ER closure orders in the Twin Cities soared from 37 in January 2021 to 334 in December. The rule in the Twin Cities was that a third diversion announcement at once forced all ERs to reopen to ambulance traffic. There were no forced re-openings last January, but there were 280 last month.
Hospitals had no rules for when they could close their ERs to ambulances, and some did so more than others. The University of Minnesota Medical Center closed its ER 284 times last year for a collective 559 hours, while United Hospital in St.
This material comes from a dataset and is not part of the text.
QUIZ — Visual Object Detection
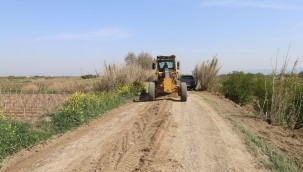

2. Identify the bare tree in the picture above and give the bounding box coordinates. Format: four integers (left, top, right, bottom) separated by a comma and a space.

Paul closed 450 times for 817 hours.
The M Health Fairview system voted against suspending ambulance diversions when it was proposed by West Metro EMS leaders.
"We believe the ability to divert patients from hospitals without capacity to nearby hospitals with capacity plays an important role in our ability to safely care for patients," said Fairview spokeswoman Aimee Jordan.
Full closures are still permitted when hospitals have emergency situations that require them to stop taking any patients in their ERs. However, Burnett said hospitals have learned to be creative and stretch capacity when forced to remain open to ambulances.
Solutions have included hospital-at-home programs in which stable COVID patients were discharged with oxygen support and monitoring, and regular calls from clinicians to make sure patient status wasn't deteriorating. Many ERs also began providing basic care in triage and waiting areas rather than having patients wait until beds opened.
"When we were told, 'You've got to get the job done, you're forced off divert,' we were able to get the job done as a system," Burnett said. "It was just that we had this crutch in our bag that people were relying on that was never intended for a crisis, where every hospital was equally affected. Every hospital is facing staffing shortages. Every hospital is getting flooded with patients."
EMS leaders will be reviewing ambulance data in February to see if suspending diversions had a more severe impact on some hospital ERs than others. The change was made specifically for the pandemic, but it could become permanent if hospitals find other long-term solutions for ER crowding.